OEDS - Open Energy Data Server - Scripts for a reproducible database server for energy informatics data sets
https://monitor.nowum.fh-aachen.de/d/FEg9kde7z/entsoe-monitor?orgId=1
11 stars 2 forks source link

feat: add regelleistung crawler #14

Closed st3113n closed 2 months ago

maurerle commented 3 months ago

Also - how long does it take approximately to crawl the whole dataset? Did you make sure , that the crawler works fine, when running it again after a while (for example today, to download only the data since the last crawl?)

st3113n commented 3 months ago

Also - how long does it take approximately to crawl the whole dataset? Did you make sure , that the crawler works fine, when running it again after a while (for example today, to download only the data since the last crawl?)

I can start the whole crawl once again if the comments are resolved, but at this time I would estimate a few hours to crawl the whole dataset to the 2020-01-01. The crawler first checks what the latest date is per table and then adds all dates from that date to including yesterday.

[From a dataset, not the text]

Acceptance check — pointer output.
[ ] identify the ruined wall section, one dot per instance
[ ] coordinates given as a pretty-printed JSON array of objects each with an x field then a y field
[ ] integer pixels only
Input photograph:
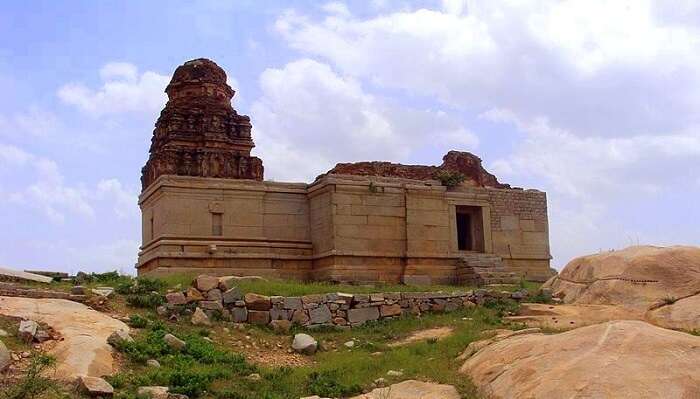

Then it checks what the earliest date in the table is and if the earliest date to write is set to a date before that, then the missing dates are added. This is also done per table. So if the crawler should stop at any point for any reason it just can be started again and only adds the missing entries.

maurerle commented 2 months ago

@st3113n this looks quite ready to merge - could you fix the open discussions please? :)

maurerle commented 2 months ago

I got column "note" of relation "afrr_ergebnisse_regelarbeit" does not exist at some place.

Recovering failed due to log.info(new_data["date_from"]) having a KeyError: 'date_from' as this is delivery_date for regelarbeit..?

st3113n commented 2 months ago

@st3113n this looks quite ready to merge - could you fix the open discussions please? :)

Yeah I will do that, but I also made some changes to the way the last dates are stored that were crawled etc that still need to be tested and I won't have time for that until Friday. So I will deal with that on Friday, if this is fine?:)

maurerle commented 2 months ago

Sure :)

st3113n commented 2 months ago

I implemented now all the changes and gonna crawl the tables one after another.